According to Berry, the comprehensive plan is a combination of vision, maps, development policies and design guidelines. The adopted plan will be used for private and public development for the city.
"The plan will be based on the community's vision for its own future--a long-term vision that may not be achievable in the near future," Berry said. "Nevertheless, the plan will look ahead, focus on the physical form of the city, and strive to shape development of public and private properties within Columbus's planning area."
Berry said major goals covered in the plan include connecting the city through pedestrian and bicycle rights of way, a green or environmentally sound infrastructure, and continuing to direct economic development towards downtown, Highway 45 and Highway 182.
"Like all communities, Columbus is dependent upon infrastructure for its well-being," Berry said. "Most people, when considering "infrastructure," will first envision roads, utilities and perhaps a variety of buildings as well.
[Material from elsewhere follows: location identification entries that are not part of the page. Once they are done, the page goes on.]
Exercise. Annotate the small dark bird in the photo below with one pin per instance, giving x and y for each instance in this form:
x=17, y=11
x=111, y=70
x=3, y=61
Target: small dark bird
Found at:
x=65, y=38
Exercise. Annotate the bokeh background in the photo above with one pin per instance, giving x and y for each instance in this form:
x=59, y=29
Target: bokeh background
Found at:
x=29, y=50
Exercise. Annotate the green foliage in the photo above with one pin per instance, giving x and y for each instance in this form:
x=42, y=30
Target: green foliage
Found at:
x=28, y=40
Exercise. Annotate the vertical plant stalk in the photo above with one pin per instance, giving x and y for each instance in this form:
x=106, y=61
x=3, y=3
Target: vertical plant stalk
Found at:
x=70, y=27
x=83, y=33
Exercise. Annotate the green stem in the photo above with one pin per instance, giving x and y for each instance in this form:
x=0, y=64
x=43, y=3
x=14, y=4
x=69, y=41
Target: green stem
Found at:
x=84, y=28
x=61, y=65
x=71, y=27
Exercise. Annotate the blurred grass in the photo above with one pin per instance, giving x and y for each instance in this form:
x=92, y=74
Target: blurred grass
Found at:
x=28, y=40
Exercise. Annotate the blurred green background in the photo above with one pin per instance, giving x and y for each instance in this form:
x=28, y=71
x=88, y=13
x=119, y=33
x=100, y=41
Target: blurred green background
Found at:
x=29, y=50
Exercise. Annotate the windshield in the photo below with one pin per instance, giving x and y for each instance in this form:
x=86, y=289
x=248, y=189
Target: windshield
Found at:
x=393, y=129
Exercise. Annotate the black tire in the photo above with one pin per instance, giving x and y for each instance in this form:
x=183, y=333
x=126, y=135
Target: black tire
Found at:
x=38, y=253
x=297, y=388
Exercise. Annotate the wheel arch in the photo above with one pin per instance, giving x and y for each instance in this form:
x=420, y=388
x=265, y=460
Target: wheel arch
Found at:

But, a community's green infrastructure is often overlooked. Columbus's green infrastructure consists of the Tenn-Tom Waterway, Columbus Lake and the Luxapallilla Creek, local ponds, wetlands and flood plains, the community's tree canopy, its prime agricultural soils and its parks and recreational lands.
"These resources affect the economy, overall quality of life and the health and safety of residents. If the city's green infrastructure is not respected, quality of life in Columbus may suffer."
Although the comprehensive plan is still a few weeks from being adopted by the council, Berry said some elements of the plan already have been implemented.
"We have already started doing some things that are suggested in the plan," Berry said. "For instance, the over-lay district on the Highway 45 corridor is something we are currently doing."
The public hearing will be held Nov. 1 at 3 p.m. in the City Hall courtroom. Copies of the comprehensive plan are available for viewing at Berry's office, the Columbus-Lowndes Library and online at cdispatch.com.